Context: Urine color (Uc) is used to asses urine concentration when laboratory techniques are not feasible.
Objective: To compare the accuracy of Uc scoring using 4 light conditions and 2 scoring techniques with a 7-color Uc chart. Additionally, to assess the results' generalizability, a subsample was compared with scores obtained from fresh samples.
Design: Descriptive laboratory study.
Samples: A total of 178 previously frozen urine samples were scored, and 78 samples were compared with their own fresh outcomes.
Main outcome measure(s): Urine color and accuracy for classifying urine samples were calculated using receiver operating characteristics analysis, allowing us to compare the diagnostic capacity against a 1.020 urine specific gravity cutoff and defining optimal Uc cutoff value.
Results: Urine color was different among light conditions (P < .01), with the highest accuracy (80.3%) of correct classifications of low or high urine concentrations occurring at the brightest light condition.
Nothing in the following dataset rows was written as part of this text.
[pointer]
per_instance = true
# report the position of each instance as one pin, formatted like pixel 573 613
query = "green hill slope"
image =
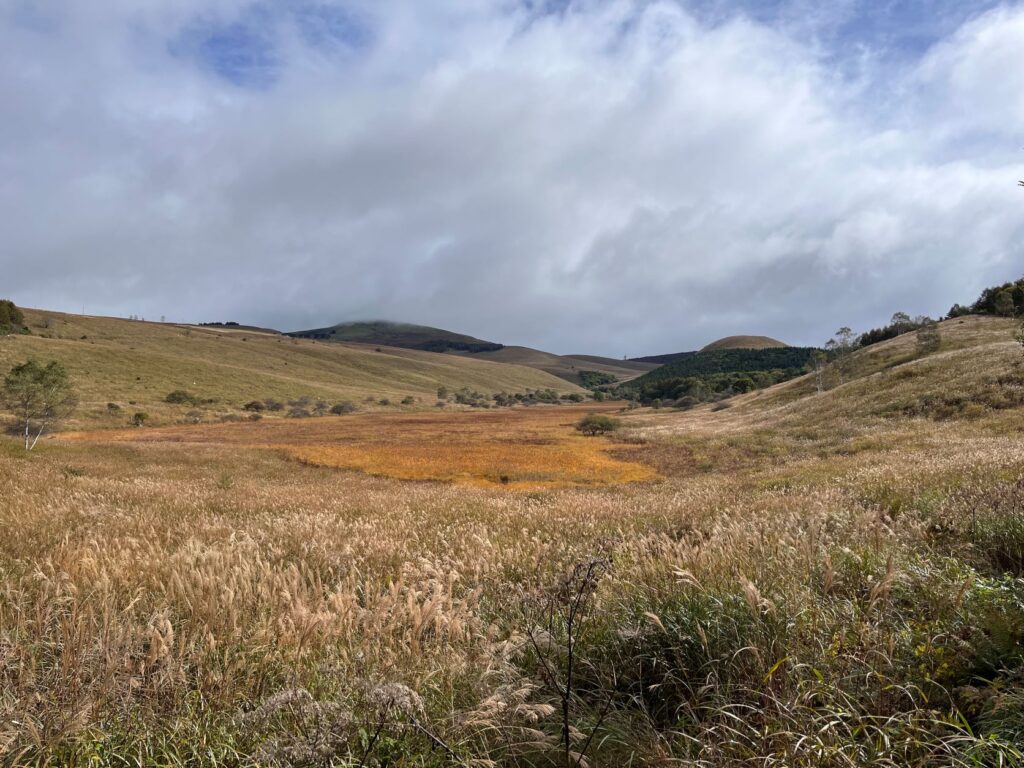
pixel 564 367
pixel 399 335
pixel 978 371
pixel 744 342
pixel 135 365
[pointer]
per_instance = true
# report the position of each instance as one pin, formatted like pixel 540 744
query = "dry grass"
pixel 521 449
pixel 137 364
pixel 797 591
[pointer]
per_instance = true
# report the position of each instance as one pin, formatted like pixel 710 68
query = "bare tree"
pixel 819 363
pixel 929 338
pixel 38 395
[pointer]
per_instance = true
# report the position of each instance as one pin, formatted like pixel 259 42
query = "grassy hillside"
pixel 978 371
pixel 816 581
pixel 744 342
pixel 399 335
pixel 135 365
pixel 728 360
pixel 564 367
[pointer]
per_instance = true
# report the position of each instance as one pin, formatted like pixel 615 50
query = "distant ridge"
pixel 728 342
pixel 403 335
pixel 745 342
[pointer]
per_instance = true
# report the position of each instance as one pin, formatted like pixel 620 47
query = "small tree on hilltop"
pixel 38 395
pixel 840 346
pixel 819 361
pixel 929 339
pixel 10 317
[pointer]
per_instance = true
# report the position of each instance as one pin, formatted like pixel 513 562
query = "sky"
pixel 619 177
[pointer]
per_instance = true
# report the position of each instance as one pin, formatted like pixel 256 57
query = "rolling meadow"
pixel 792 578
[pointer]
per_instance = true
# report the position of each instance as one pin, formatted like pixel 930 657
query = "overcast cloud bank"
pixel 606 177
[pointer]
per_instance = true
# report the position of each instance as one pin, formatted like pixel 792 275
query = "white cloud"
pixel 624 177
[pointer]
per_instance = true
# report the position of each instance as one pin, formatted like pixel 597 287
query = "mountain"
pixel 134 365
pixel 402 335
pixel 721 372
pixel 976 371
pixel 567 367
pixel 744 342
pixel 409 336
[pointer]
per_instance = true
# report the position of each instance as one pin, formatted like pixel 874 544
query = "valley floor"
pixel 774 598
pixel 801 579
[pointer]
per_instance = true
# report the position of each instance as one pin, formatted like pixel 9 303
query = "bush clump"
pixel 181 397
pixel 595 424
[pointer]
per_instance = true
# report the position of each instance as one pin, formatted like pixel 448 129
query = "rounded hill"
pixel 745 342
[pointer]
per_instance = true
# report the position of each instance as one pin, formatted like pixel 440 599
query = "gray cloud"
pixel 622 177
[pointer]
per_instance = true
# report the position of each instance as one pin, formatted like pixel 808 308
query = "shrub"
pixel 594 424
pixel 181 397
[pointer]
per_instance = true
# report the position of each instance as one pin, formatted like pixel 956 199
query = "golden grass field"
pixel 521 449
pixel 811 580
pixel 136 365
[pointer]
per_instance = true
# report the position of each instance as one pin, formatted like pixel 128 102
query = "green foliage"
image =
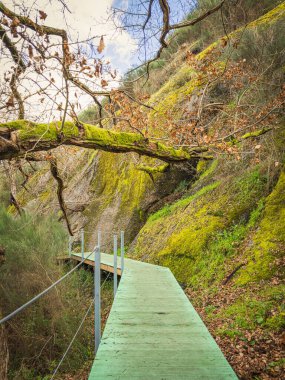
pixel 268 240
pixel 267 311
pixel 39 335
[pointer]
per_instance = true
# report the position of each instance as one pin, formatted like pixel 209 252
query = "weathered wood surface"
pixel 153 331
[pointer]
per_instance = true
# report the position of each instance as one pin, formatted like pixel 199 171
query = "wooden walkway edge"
pixel 153 331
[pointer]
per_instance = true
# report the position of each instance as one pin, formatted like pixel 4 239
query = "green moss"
pixel 264 21
pixel 210 169
pixel 198 235
pixel 168 209
pixel 201 166
pixel 269 239
pixel 49 131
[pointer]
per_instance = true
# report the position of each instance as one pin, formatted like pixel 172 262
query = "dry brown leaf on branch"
pixel 104 83
pixel 101 45
pixel 10 102
pixel 30 51
pixel 43 15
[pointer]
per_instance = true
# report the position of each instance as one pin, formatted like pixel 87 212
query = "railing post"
pixel 99 240
pixel 69 246
pixel 122 251
pixel 97 303
pixel 82 244
pixel 115 264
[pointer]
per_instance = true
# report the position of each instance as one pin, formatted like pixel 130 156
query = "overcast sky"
pixel 89 18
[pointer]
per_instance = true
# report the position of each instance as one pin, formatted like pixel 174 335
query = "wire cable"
pixel 31 301
pixel 77 331
pixel 73 339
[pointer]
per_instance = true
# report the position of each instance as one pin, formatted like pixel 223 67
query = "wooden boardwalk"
pixel 153 331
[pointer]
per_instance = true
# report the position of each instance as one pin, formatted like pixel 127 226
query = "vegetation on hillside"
pixel 214 102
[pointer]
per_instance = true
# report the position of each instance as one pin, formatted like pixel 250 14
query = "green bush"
pixel 38 336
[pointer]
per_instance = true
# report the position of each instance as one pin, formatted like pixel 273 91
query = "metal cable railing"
pixel 31 301
pixel 97 289
pixel 77 331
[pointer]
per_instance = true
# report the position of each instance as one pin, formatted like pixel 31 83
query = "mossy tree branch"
pixel 21 137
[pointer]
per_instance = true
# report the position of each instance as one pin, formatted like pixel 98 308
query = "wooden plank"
pixel 153 331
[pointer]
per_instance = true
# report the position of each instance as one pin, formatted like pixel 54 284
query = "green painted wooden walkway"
pixel 153 331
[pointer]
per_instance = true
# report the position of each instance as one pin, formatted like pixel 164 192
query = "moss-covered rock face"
pixel 187 235
pixel 268 242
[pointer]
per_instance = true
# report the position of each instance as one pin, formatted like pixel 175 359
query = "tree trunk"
pixel 20 138
pixel 4 353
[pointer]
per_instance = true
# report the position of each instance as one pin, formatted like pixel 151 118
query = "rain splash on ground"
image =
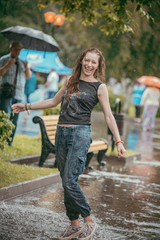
pixel 124 197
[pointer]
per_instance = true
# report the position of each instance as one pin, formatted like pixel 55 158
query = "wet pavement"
pixel 124 196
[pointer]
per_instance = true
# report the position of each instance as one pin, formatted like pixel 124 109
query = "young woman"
pixel 78 96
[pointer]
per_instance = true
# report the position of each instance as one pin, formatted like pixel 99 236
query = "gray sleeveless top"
pixel 80 107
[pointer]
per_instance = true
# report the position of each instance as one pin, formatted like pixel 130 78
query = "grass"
pixel 13 173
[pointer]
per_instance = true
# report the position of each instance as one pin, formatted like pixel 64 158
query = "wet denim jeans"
pixel 72 144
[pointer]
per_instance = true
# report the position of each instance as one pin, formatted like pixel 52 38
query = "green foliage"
pixel 14 173
pixel 6 127
pixel 111 16
pixel 112 101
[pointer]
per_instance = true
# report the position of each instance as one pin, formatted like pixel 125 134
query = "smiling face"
pixel 90 63
pixel 15 50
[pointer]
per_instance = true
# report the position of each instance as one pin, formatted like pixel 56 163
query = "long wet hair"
pixel 73 83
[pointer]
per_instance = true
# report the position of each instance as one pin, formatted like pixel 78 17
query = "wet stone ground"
pixel 124 197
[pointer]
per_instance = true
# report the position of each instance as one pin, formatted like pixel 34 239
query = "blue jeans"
pixel 5 105
pixel 72 144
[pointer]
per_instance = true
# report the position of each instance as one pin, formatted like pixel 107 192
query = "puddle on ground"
pixel 124 198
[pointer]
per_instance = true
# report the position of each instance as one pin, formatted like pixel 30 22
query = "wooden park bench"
pixel 48 125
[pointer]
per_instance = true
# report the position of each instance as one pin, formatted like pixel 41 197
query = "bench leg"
pixel 100 155
pixel 43 157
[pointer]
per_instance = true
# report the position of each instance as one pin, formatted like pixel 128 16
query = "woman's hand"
pixel 18 107
pixel 121 150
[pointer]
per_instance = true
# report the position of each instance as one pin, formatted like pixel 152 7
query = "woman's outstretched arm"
pixel 49 103
pixel 109 118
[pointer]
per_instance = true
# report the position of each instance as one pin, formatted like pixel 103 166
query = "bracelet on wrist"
pixel 26 106
pixel 119 142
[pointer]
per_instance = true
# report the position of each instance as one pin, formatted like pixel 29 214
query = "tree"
pixel 111 16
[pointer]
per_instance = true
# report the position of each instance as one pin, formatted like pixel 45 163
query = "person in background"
pixel 117 88
pixel 30 85
pixel 150 103
pixel 78 95
pixel 51 84
pixel 137 93
pixel 13 70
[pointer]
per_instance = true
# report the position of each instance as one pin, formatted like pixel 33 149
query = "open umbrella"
pixel 31 38
pixel 150 81
pixel 41 62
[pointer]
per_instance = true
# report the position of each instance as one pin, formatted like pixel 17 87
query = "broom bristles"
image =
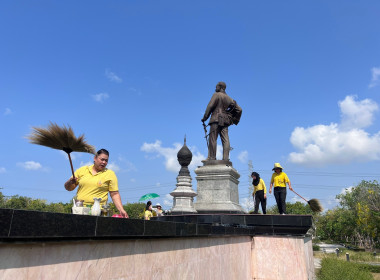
pixel 315 205
pixel 60 138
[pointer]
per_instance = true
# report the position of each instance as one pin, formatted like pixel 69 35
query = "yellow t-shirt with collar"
pixel 97 185
pixel 260 186
pixel 279 180
pixel 149 214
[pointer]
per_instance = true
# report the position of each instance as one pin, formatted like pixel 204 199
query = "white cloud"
pixel 113 77
pixel 30 165
pixel 88 163
pixel 64 154
pixel 339 143
pixel 7 112
pixel 113 166
pixel 170 155
pixel 243 157
pixel 100 97
pixel 375 77
pixel 357 114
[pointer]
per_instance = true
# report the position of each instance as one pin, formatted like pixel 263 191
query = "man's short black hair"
pixel 102 151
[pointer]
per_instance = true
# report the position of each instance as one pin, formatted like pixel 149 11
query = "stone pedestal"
pixel 217 188
pixel 183 196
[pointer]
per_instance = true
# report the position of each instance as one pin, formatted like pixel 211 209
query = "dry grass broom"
pixel 60 138
pixel 314 204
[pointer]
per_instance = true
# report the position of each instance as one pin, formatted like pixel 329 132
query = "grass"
pixel 354 256
pixel 335 269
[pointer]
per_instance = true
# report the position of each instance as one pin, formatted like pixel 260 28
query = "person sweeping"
pixel 259 193
pixel 279 180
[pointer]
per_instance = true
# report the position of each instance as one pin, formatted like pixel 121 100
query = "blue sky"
pixel 136 76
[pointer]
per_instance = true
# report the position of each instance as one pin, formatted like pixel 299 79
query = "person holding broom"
pixel 97 181
pixel 279 180
pixel 259 193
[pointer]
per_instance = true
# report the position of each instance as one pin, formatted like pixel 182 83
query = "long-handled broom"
pixel 60 138
pixel 314 204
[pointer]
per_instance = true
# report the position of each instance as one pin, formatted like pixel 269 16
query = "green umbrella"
pixel 148 196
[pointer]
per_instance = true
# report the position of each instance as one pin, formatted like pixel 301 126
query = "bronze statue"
pixel 224 112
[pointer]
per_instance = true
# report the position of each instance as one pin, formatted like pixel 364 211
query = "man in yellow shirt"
pixel 259 193
pixel 279 180
pixel 97 181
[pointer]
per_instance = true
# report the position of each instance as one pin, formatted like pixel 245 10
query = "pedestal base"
pixel 217 189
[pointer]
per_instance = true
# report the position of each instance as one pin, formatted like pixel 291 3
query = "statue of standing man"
pixel 224 112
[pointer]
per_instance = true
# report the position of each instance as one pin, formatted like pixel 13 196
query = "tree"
pixel 358 218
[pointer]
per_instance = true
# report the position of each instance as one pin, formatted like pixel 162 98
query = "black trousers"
pixel 280 196
pixel 215 129
pixel 259 198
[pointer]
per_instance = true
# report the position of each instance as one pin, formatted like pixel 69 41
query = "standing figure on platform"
pixel 149 213
pixel 259 193
pixel 279 180
pixel 224 112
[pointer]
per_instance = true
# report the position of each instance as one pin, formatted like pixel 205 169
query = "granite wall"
pixel 236 257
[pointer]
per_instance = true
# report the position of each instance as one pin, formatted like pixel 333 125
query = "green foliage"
pixel 27 203
pixel 358 218
pixel 334 269
pixel 297 208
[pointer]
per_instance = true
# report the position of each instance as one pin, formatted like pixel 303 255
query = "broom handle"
pixel 300 196
pixel 71 164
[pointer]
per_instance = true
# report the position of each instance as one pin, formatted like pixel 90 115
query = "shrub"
pixel 334 269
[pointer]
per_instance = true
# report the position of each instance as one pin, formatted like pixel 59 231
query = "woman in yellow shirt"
pixel 149 213
pixel 259 193
pixel 279 180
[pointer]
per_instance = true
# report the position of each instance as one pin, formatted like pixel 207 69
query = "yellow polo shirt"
pixel 279 180
pixel 260 186
pixel 97 185
pixel 149 214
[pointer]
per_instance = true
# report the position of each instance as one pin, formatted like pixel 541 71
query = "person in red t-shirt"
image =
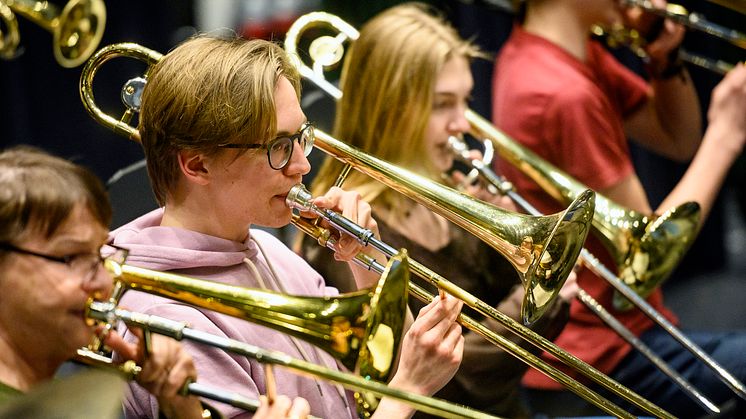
pixel 565 97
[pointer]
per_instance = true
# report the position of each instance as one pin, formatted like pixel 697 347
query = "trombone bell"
pixel 362 329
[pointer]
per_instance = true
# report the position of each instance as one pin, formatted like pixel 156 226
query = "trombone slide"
pixel 107 312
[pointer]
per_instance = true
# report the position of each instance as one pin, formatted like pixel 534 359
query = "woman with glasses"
pixel 219 123
pixel 54 218
pixel 406 84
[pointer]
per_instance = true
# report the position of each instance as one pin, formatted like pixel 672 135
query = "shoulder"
pixel 294 272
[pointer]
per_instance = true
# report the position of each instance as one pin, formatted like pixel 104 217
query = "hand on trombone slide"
pixel 663 35
pixel 282 407
pixel 166 367
pixel 354 208
pixel 431 351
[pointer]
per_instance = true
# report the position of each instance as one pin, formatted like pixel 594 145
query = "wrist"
pixel 674 67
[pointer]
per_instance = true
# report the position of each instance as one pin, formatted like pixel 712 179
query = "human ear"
pixel 193 166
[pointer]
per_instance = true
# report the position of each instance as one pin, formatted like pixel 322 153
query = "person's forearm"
pixel 702 181
pixel 677 107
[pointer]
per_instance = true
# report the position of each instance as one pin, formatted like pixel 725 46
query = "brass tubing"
pixel 109 313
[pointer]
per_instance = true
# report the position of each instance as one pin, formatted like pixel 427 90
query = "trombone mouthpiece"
pixel 299 198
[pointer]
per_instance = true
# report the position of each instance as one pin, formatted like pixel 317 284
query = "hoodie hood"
pixel 153 246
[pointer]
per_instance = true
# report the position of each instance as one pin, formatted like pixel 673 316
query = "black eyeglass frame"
pixel 288 139
pixel 67 259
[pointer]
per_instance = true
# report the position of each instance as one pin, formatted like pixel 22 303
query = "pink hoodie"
pixel 201 256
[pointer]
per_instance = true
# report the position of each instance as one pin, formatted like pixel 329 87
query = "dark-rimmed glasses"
pixel 82 265
pixel 280 149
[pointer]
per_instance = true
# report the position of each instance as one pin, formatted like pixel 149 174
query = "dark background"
pixel 40 103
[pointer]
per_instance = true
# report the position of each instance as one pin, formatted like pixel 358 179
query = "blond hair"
pixel 206 92
pixel 388 81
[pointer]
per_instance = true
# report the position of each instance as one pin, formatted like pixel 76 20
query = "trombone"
pixel 109 313
pixel 122 127
pixel 76 30
pixel 504 187
pixel 362 329
pixel 629 236
pixel 352 327
pixel 9 39
pixel 619 35
pixel 129 370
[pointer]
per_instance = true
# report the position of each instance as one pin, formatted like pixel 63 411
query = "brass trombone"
pixel 342 325
pixel 129 370
pixel 122 127
pixel 274 310
pixel 9 38
pixel 503 187
pixel 620 35
pixel 107 312
pixel 630 237
pixel 76 30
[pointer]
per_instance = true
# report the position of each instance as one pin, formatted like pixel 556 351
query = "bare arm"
pixel 722 144
pixel 669 123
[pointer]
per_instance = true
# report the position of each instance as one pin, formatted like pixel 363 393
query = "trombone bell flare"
pixel 543 250
pixel 362 329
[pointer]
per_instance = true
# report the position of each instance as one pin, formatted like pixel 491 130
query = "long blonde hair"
pixel 388 81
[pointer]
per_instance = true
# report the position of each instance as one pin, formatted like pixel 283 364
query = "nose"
pixel 459 124
pixel 298 164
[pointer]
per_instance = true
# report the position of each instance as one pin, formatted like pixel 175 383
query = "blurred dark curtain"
pixel 40 104
pixel 39 100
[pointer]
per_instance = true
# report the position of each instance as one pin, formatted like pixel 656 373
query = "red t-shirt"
pixel 571 114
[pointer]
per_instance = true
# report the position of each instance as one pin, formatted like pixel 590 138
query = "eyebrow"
pixel 285 133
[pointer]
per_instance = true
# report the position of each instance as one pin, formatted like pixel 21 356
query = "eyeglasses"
pixel 280 149
pixel 82 265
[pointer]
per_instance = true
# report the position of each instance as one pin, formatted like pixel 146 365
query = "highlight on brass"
pixel 645 248
pixel 123 127
pixel 76 30
pixel 619 35
pixel 362 329
pixel 394 177
pixel 109 313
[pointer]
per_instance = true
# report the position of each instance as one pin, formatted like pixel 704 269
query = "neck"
pixel 203 217
pixel 560 24
pixel 23 369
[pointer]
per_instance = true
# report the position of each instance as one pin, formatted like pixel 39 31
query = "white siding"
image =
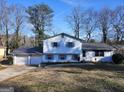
pixel 56 59
pixel 90 56
pixel 47 48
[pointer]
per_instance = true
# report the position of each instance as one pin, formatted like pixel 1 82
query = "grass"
pixel 104 77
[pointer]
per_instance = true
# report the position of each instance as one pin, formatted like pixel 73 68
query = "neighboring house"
pixel 63 48
pixel 2 50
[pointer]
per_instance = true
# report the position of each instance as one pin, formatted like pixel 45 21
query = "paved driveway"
pixel 12 71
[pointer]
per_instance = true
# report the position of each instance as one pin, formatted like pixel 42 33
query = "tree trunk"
pixel 7 38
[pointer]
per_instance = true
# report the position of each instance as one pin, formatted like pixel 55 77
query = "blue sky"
pixel 62 8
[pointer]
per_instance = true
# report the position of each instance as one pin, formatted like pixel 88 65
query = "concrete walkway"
pixel 12 71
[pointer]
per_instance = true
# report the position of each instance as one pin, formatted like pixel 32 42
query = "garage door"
pixel 20 60
pixel 35 60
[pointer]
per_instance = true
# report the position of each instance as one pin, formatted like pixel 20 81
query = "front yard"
pixel 98 77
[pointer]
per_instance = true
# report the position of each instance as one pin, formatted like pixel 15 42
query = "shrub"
pixel 117 58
Lower light intensity scored 1.5 to 2 shades darker on the 7-color Uc scale than bright conditions (P < .001), but no further practical differences in accuracy occurred between scoring techniques. Frozen was 0.5 to 1 shade darker than freshly measured Uc (P < .004), but the values were moderately correlated (r = 0.64). A Bland-Altman plot showed that reporting bias mainly affected darker Uc without affecting the diagnostic ability of the method.
Conclusions: Urine color scoring, accuracy, and Uc cutoff values were affected by lighting condition but not by scoring technique, with greater accuracy and a 1-shade-lower Uc cutoff value at the brightest light (ie, light-emitting diode flashlight).
Keywords: assessment of hydration status; fluid intake monitoring; hydration education; hydration status.